2026年4月17日(金)

教養としての中東情勢

2026年4月14日

 ロシアがイラン革命防衛隊に米艦船の位置や米軍基地などの衛星情報を送り、イラン側がこの情報を基に弾道ミサイルの命中精度を向上させているとの情報もある。中国の対空ミサイル供与については駐米中国大使館が強く否定しているが、露中の関与が事実なら、トランプ氏の訪中にも影響を与えることになるだろう。

「別の戦争」を戦う米国とイラン

 トランプ氏は「合意があってもなくても関係ない。われわれが勝ったからだ」と軍事的にイランを壊滅状態に追い込んだと自画自賛している。だが、イラン側には焦りが感じられず、余裕さえ漂っている。

 なぜなのか。ベイルート筋は「米国とイランはそれぞれ“別の戦争”を戦っているからだ」と指摘した。

 圧倒的な軍事力を誇る米国とイスラエルが軍事的に勝利するのは当然だろう。米国は「軍事戦争」を挑んでいるからだ。だが、真正面からぶつかれば敗北するイランは非対称の「経済戦争」を戦っているといえる。イランの描く「経済戦争」のシナリオはこうだ。

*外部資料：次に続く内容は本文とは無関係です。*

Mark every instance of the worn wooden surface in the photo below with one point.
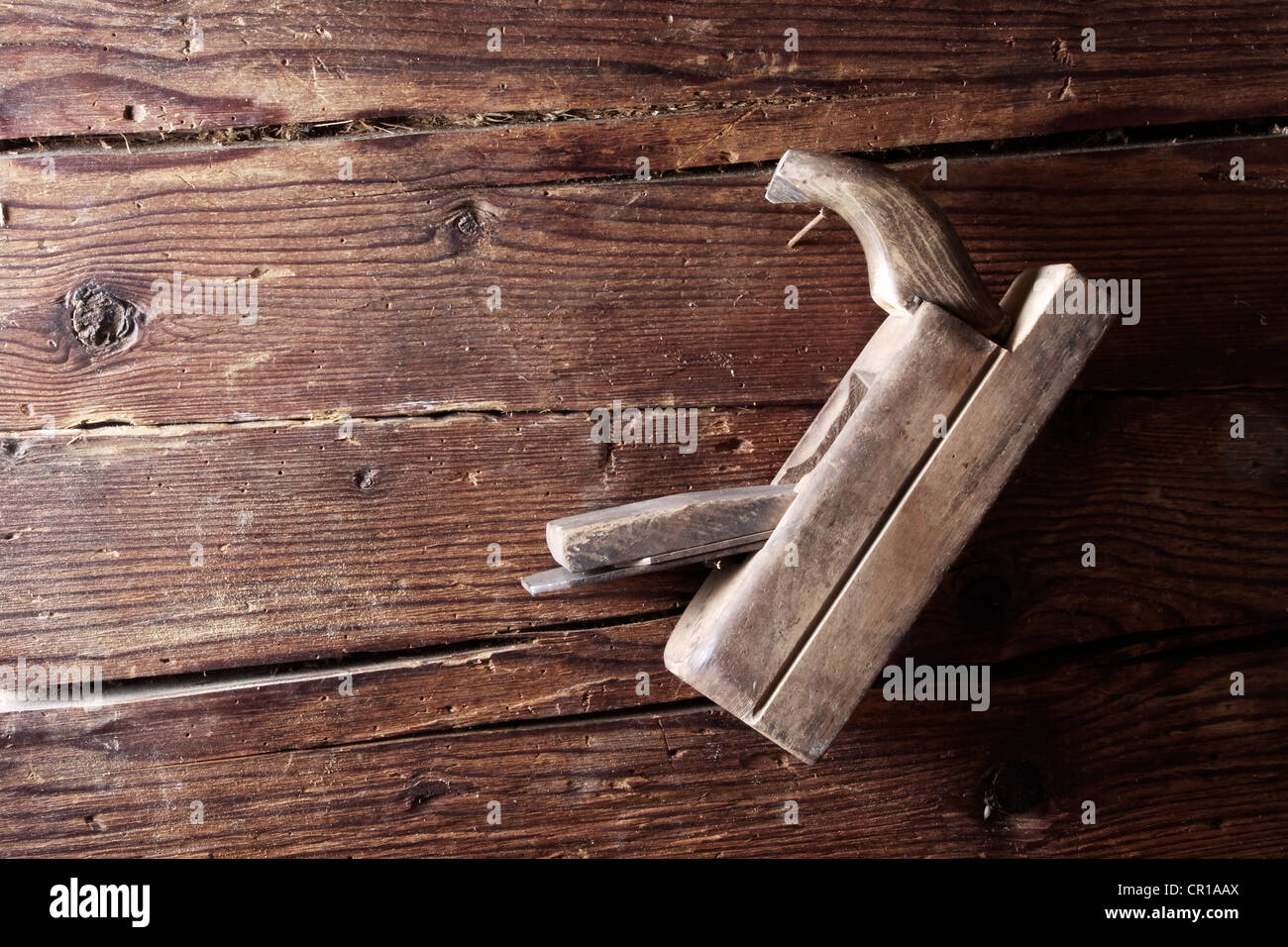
(342, 671)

 ホルムズ海峡を封鎖し、安価なドローンでペルシャ湾岸諸国の石油関連施設を攻撃、世界経済に打撃を与える。米国のガソリン価格が上昇し、11月に予定される米中間選挙でトランプ大統領の共和党が完敗する、というものだ。イランのガリバフ国会議長は「米国民は1ガロンが4、5ドル時代を懐かしく思うようになる」と警告、ガソリン価格が何倍にも跳ね上がることを示唆した。

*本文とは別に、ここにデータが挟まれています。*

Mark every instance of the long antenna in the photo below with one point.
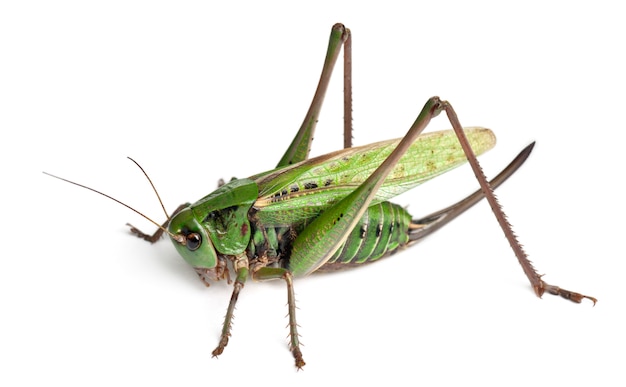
(153, 187)
(178, 238)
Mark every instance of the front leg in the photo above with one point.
(241, 267)
(269, 273)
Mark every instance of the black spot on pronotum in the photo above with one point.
(193, 241)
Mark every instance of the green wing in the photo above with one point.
(293, 194)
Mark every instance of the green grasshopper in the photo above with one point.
(331, 212)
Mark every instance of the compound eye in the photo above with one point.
(194, 240)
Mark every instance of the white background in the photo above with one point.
(197, 92)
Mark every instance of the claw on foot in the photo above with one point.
(220, 347)
(557, 291)
(298, 356)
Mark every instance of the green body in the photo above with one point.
(260, 217)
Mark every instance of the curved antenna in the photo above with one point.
(153, 187)
(176, 237)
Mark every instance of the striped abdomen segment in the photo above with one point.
(380, 232)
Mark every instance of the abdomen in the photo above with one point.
(380, 232)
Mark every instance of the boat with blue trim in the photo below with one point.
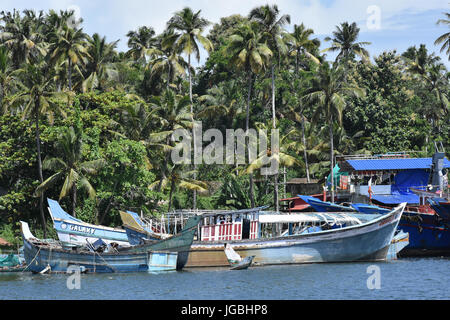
(274, 238)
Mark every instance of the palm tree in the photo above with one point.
(272, 27)
(70, 167)
(100, 66)
(7, 78)
(434, 74)
(250, 54)
(178, 177)
(35, 97)
(168, 60)
(279, 156)
(23, 36)
(68, 45)
(220, 107)
(327, 93)
(190, 25)
(344, 40)
(141, 43)
(173, 114)
(445, 38)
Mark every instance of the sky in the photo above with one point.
(387, 24)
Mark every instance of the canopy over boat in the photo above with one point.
(339, 218)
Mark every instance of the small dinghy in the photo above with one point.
(235, 260)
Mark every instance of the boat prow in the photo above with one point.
(243, 264)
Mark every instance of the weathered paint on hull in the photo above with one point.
(360, 243)
(426, 240)
(73, 233)
(60, 260)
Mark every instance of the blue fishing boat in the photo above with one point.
(325, 206)
(74, 232)
(429, 235)
(441, 206)
(44, 256)
(336, 237)
(379, 182)
(135, 227)
(369, 209)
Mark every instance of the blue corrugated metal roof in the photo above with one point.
(394, 164)
(397, 198)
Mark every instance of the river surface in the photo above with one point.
(403, 279)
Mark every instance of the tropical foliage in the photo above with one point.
(92, 127)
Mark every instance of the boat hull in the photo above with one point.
(38, 259)
(427, 236)
(367, 242)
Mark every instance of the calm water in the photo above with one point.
(411, 278)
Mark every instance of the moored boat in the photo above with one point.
(341, 238)
(74, 232)
(325, 206)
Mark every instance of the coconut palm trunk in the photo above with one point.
(247, 120)
(305, 154)
(69, 75)
(194, 196)
(41, 177)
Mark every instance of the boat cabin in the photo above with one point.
(393, 178)
(256, 224)
(229, 225)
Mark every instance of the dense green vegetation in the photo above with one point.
(90, 126)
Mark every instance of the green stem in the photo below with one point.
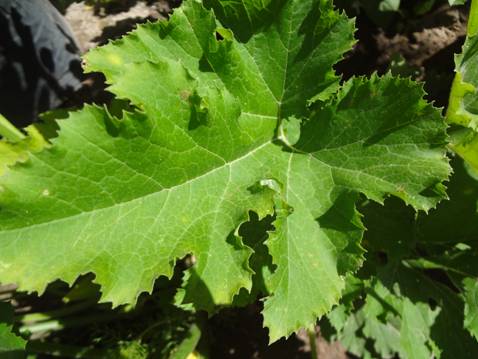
(473, 19)
(73, 322)
(313, 343)
(68, 351)
(10, 132)
(59, 313)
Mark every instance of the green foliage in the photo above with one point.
(240, 150)
(10, 343)
(223, 131)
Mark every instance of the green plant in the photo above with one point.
(232, 121)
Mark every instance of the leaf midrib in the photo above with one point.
(131, 201)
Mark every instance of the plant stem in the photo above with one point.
(72, 322)
(313, 343)
(54, 314)
(64, 350)
(10, 132)
(473, 19)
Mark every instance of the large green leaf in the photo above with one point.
(222, 128)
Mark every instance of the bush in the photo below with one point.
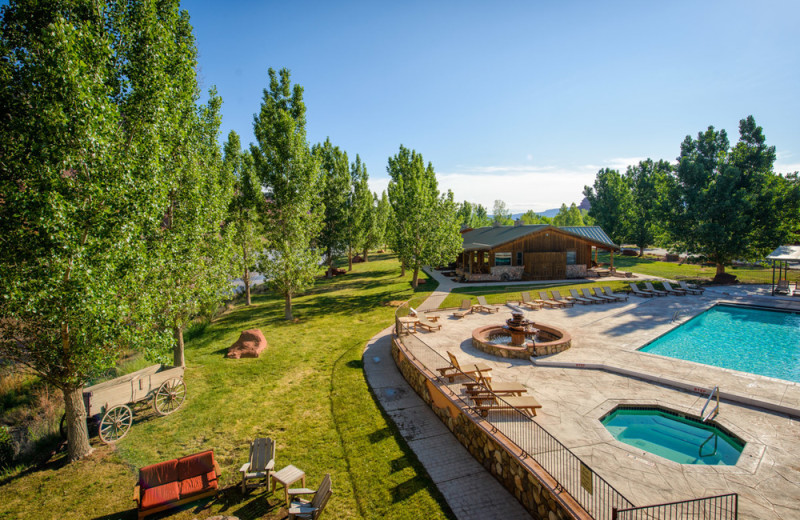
(7, 448)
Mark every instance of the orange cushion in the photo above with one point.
(198, 484)
(158, 474)
(160, 495)
(194, 465)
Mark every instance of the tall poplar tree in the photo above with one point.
(86, 93)
(289, 172)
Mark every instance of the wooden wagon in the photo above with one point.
(111, 403)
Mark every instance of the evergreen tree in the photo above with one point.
(289, 172)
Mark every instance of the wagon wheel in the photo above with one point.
(115, 424)
(170, 396)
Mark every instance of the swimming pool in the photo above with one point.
(742, 338)
(667, 434)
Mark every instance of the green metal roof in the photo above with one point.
(485, 238)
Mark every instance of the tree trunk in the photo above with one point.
(246, 279)
(287, 307)
(78, 445)
(177, 350)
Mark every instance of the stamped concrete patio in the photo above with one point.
(767, 476)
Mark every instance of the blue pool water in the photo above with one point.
(677, 438)
(740, 338)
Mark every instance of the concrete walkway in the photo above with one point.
(470, 491)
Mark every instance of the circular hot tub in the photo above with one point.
(496, 339)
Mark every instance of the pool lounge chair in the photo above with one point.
(426, 323)
(598, 294)
(483, 306)
(552, 303)
(534, 305)
(638, 292)
(672, 290)
(574, 297)
(456, 369)
(466, 308)
(526, 404)
(612, 294)
(691, 289)
(649, 287)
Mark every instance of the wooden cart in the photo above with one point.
(111, 403)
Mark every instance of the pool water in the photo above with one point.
(679, 439)
(740, 338)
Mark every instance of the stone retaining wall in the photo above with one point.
(522, 477)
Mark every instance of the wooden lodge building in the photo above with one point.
(531, 252)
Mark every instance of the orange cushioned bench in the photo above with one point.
(176, 482)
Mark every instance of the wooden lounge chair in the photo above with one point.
(259, 465)
(672, 290)
(612, 294)
(484, 386)
(598, 294)
(691, 289)
(649, 287)
(312, 509)
(466, 308)
(426, 323)
(455, 369)
(527, 404)
(534, 305)
(550, 303)
(483, 306)
(574, 297)
(638, 292)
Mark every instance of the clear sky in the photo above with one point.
(519, 101)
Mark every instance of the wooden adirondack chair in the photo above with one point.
(312, 509)
(259, 465)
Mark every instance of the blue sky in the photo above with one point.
(519, 101)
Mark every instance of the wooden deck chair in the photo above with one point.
(691, 289)
(649, 287)
(466, 308)
(672, 290)
(312, 509)
(455, 369)
(638, 292)
(551, 302)
(574, 297)
(427, 323)
(482, 386)
(608, 292)
(259, 465)
(527, 404)
(534, 305)
(483, 306)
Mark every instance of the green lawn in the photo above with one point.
(307, 391)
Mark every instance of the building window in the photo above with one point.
(502, 259)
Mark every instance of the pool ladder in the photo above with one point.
(713, 412)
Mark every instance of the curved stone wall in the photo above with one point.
(558, 341)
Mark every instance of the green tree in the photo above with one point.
(335, 193)
(611, 203)
(288, 170)
(647, 182)
(243, 212)
(86, 92)
(425, 226)
(721, 197)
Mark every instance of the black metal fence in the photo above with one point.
(722, 507)
(597, 497)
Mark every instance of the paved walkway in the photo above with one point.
(470, 490)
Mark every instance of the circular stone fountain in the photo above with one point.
(519, 338)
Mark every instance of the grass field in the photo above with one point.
(307, 391)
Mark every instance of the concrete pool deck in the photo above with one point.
(767, 476)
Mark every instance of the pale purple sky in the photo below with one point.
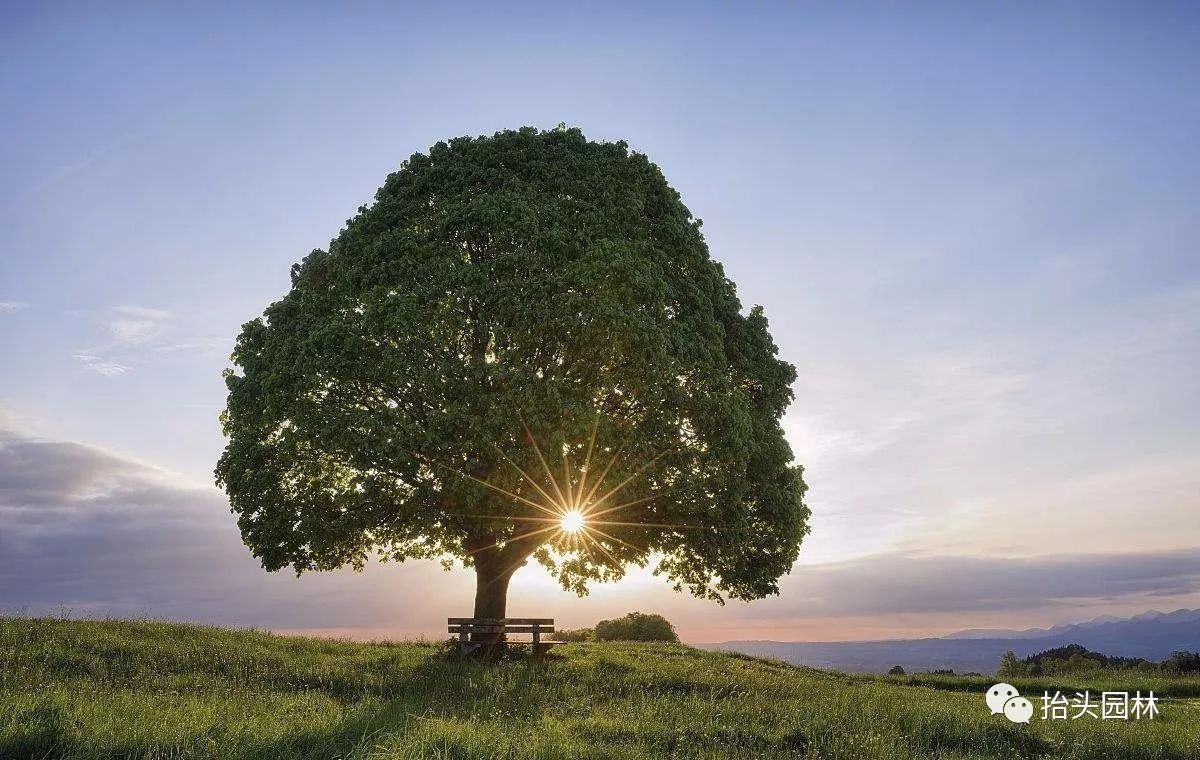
(973, 229)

 イラン側はトランプ氏が掲げた戦争目標が何一つ達成されていないことを自分たちの成果としている。開戦当初、トランプ氏はイランの最高指導者ハメネイ師らを殺害してイスラム体制の転覆を狙ったが、失敗。今も「体制転換」は起きていない。核開発能力の解体や高濃縮ウランの回収もできていない。

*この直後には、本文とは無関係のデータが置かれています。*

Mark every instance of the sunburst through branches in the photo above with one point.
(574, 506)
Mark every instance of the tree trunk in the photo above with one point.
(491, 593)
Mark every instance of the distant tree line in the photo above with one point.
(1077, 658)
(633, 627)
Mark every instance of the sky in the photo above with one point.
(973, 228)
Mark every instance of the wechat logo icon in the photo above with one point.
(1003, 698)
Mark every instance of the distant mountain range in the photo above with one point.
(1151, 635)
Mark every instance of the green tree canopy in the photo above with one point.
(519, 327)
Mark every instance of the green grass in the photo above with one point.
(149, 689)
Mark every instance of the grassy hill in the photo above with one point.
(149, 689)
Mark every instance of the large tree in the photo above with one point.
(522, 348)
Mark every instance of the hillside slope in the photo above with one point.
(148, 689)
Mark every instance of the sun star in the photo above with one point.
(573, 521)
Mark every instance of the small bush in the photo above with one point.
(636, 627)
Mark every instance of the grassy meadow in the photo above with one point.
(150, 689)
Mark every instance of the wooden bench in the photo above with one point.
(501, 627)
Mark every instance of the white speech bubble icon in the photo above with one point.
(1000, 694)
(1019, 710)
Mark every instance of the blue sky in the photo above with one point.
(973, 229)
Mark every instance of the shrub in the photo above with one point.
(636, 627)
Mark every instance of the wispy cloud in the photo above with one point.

 イランのミサイル発射能力を壊滅したと誇示しても、イランは毎日20発の弾道ミサイルをイスラエルに発射してきた。イラン海軍艦船は約150隻が破壊されたが、いまだに小型の高速ボートがホルムズ海峡付近を走り回っている。

 トランプ大統領はイランを屈服させるのは不可能であることを認め、本腰を入れて和平協議に取り組む時だ。